Selon Rowan Saunders, la société a commencé la nouvelle année en ayant réalisé environ un tiers de sa stratégie de devenir « le meilleur assureur de sa catégorie », ce qui indique un progrès rapide. « Les courtiers commencent à voir les signes précurseurs de meilleurs résultats, d’un service et d’une proposition générale meilleurs », a-t-il noté. « Les priorités globales pour 2016 sont une combinaison de la négociation efficace dans un environnement d’affaires courantes normales et de la poursuite de notre programme de transformation. » Les tendances plus générales de l’industrie rendent les changements propres à la société opportuns. Par exemple, la dynamique de notre marché de l’assurance des particuliers et de l’assurance des entreprises peut pousser certains à remettre en question la durabilité de notre réseau de courtiers, a affirmé Rowan Saunders. Toutefois, il a mis l’accent sur le fait que notre transformation de 500 millions de dollars réaffirme l’engagement de la RSA envers ses courtiers partenaires. « Nous cherchons à croître, et nous demandons aux courtiers de trouver des occasions de faire croître nos affaires ensemble », a -t-il déclaré.

Comment cela se traduit-il dans le cadre des activités quotidiennes?
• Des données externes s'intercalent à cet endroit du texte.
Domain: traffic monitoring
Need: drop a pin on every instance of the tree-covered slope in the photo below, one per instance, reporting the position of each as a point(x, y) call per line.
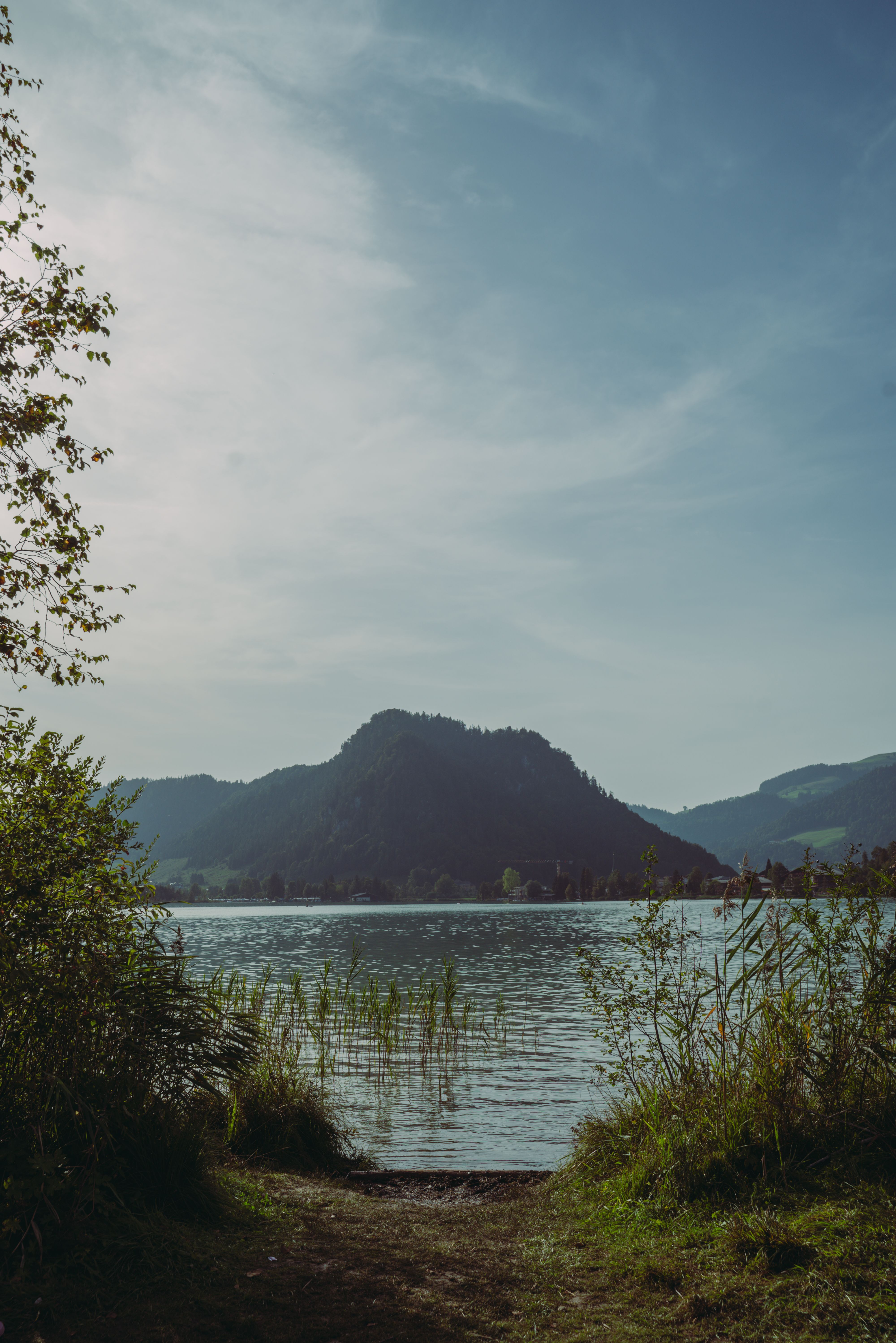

Donna Ince, vice-présidente principale de l’assurance des particuliers de la RSA du Canada, affirme que les efforts actuels de la société dans le secteur de l’assurance des particuliers visent à améliorer la proposition de la société et à faire de celle-ci un marché plus pertinent pour les courtiers. Pour ce faire, les priorités clés sont une tarification plus précise, un meilleur service et une amélioration de l’engagement envers les courtiers. L’année dernière, sa division a commencé à établir quelques bases clés. Le nouveau « centre d’excellence » de tarification met l’accent sur les nouvelles façons de modéliser les risques et d’évaluer les données de risques. « En examinant les données que nous avons déjà, en les augmentant grâce à des données de tiers et en tirant parti de techniques de modélisation avancées, nous obtenons davantage de connaissances relatives aux risques », a-t-elle expliqué. « Il s’agit de tirer parti des données et de les utiliser pour tarifer le risque de manière plus efficace ». Elle a affirmé qu’un nouveau moteur de tarification a également vu le jour à la mi-février, ce qui a ajouté davantage de souplesse. Finalement, la société étendra la même précision en matière de tarification à toutes les gammes de produits et il s’agit d’une mesure qui « nous aidera à augmenter notre compétitivité et à offrir une position plus solide à nos courtiers en assurance des particuliers », a indiqué Rowan Saunders.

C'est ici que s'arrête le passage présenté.